The guy who said the election was rigged won the presidency with the second-most votes.
That's like the Russians having more troops than the Germans had landmines in WWII, then calling the landmines failures.
Pretty sure the landmines did their jobs, only the Russian commanders lack of caring about their soldiers welfare (I guess you can call that a tactic) were they able to just run a ton of troops through a field and clear it of landmines at the same time.
Then again, they apparently also had officers behind their troops ready for any "cowards" who refused to go.
Pretty sure if I was an Indian Pilot, up against the USAF, and I had to wait til each of their planes shot off all of the 8 missiles or whatever to down 8 of us before I could close and have a shot, it might give me pause. It is all very nice that during a "war game" which I presume these were as I don't recall any actual conflict between India and the US, were you can simply "sacrifice" a bunch of planes/pilots as a tactical ploy, however I would bet in real life things don't work out quite so smoothly.
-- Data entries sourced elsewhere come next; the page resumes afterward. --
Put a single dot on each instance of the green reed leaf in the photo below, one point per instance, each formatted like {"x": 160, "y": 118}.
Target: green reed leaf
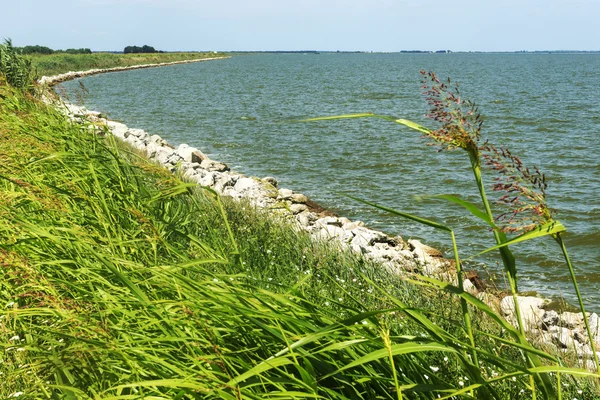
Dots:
{"x": 549, "y": 228}
{"x": 424, "y": 221}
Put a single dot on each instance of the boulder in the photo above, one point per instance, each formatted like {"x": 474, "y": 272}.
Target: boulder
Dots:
{"x": 571, "y": 320}
{"x": 298, "y": 208}
{"x": 211, "y": 165}
{"x": 364, "y": 238}
{"x": 594, "y": 322}
{"x": 530, "y": 307}
{"x": 285, "y": 194}
{"x": 564, "y": 338}
{"x": 549, "y": 319}
{"x": 325, "y": 221}
{"x": 185, "y": 152}
{"x": 298, "y": 198}
{"x": 271, "y": 181}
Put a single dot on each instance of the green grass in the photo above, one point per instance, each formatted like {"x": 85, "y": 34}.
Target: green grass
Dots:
{"x": 121, "y": 281}
{"x": 54, "y": 64}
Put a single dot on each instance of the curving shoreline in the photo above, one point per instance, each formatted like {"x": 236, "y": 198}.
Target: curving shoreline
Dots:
{"x": 565, "y": 331}
{"x": 67, "y": 76}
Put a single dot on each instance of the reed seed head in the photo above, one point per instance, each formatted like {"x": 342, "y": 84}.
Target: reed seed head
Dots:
{"x": 524, "y": 191}
{"x": 460, "y": 119}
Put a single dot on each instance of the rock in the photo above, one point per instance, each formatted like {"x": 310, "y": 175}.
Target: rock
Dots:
{"x": 271, "y": 181}
{"x": 549, "y": 319}
{"x": 298, "y": 208}
{"x": 329, "y": 232}
{"x": 564, "y": 338}
{"x": 198, "y": 156}
{"x": 118, "y": 129}
{"x": 139, "y": 133}
{"x": 325, "y": 221}
{"x": 571, "y": 320}
{"x": 364, "y": 238}
{"x": 207, "y": 180}
{"x": 185, "y": 152}
{"x": 349, "y": 226}
{"x": 158, "y": 140}
{"x": 420, "y": 248}
{"x": 469, "y": 287}
{"x": 298, "y": 198}
{"x": 211, "y": 165}
{"x": 594, "y": 322}
{"x": 530, "y": 307}
{"x": 580, "y": 336}
{"x": 246, "y": 184}
{"x": 306, "y": 219}
{"x": 285, "y": 194}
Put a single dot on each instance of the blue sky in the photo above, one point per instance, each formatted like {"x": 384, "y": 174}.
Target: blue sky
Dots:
{"x": 366, "y": 25}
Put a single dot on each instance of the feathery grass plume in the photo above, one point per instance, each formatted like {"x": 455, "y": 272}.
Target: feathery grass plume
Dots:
{"x": 16, "y": 69}
{"x": 460, "y": 119}
{"x": 524, "y": 191}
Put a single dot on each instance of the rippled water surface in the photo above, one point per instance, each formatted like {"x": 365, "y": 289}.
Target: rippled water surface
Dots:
{"x": 544, "y": 107}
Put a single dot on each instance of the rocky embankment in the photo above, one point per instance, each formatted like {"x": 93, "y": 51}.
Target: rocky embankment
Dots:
{"x": 52, "y": 80}
{"x": 566, "y": 331}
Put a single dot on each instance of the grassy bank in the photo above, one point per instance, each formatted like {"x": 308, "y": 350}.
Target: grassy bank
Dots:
{"x": 121, "y": 281}
{"x": 54, "y": 64}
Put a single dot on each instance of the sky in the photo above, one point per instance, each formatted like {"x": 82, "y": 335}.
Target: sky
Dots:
{"x": 345, "y": 25}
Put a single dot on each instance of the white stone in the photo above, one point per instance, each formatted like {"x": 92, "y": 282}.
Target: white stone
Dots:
{"x": 530, "y": 307}
{"x": 298, "y": 208}
{"x": 118, "y": 129}
{"x": 365, "y": 238}
{"x": 185, "y": 151}
{"x": 298, "y": 198}
{"x": 246, "y": 184}
{"x": 564, "y": 338}
{"x": 285, "y": 194}
{"x": 594, "y": 322}
{"x": 211, "y": 165}
{"x": 329, "y": 232}
{"x": 469, "y": 287}
{"x": 325, "y": 221}
{"x": 571, "y": 320}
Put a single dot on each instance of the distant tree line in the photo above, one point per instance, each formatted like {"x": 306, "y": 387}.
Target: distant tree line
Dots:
{"x": 143, "y": 49}
{"x": 47, "y": 50}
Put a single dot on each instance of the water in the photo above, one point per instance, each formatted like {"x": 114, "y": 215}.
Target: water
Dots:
{"x": 545, "y": 107}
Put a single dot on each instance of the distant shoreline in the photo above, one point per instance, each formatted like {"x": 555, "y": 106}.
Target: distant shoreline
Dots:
{"x": 67, "y": 76}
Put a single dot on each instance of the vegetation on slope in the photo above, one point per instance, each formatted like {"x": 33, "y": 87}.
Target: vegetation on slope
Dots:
{"x": 54, "y": 64}
{"x": 119, "y": 280}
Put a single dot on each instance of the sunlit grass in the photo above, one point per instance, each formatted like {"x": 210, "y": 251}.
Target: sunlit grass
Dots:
{"x": 119, "y": 280}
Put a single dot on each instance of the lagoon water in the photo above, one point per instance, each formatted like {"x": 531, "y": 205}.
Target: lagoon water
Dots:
{"x": 544, "y": 107}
It is not altogether very good to moral to start an engagement down 8-1 (or whatever it is) prior to just having a change to do anything.
Then again (not knowing the specifics of the two dates you mentioned) but whats to stop the USAF from entering radar horizon, fire all missiles, bug out, re-arm, repeat?
I think their real problem for the Air Force is not seeing how fluxation of the funding and stress on the service members like pilots are taking effect on them.
I'm sure they've done studies, but doesn't seem like they getting through to potential pilots. I agree with alot what other people, underpaided, over stressed, not enough time in skies (cost of flying is too high) and other factors are potientially creating Air Force's problems.
There no cure, they have be more flexible, loosen up little, put more training, and make attractive to fly. UAS maybe the future, but their potiental to replace pilots due to budget and technology advances is going cause more problems than their worth. Crappier Air Force, with people who really don't know how to handle plane since their not trained well enough.
You know how hard the plane accelerates when it's full of fuel, you + all the other passengers, luggage, cargo, etc on take off? Enough to push you back into the seat preeeeeeetty hard, right?
Imagine that same force, but in a plane with no passengers, no cargo or luggage, and a light fuel load.
It won't do 62,000 feet a minute like a F-16 will, but I've heard pilots describe unladen performance as breathtaking, and at airshows, they can buzz the runway and do a HARD climb.
Please help metamoderate.
Their jobs are being outsourced to drones.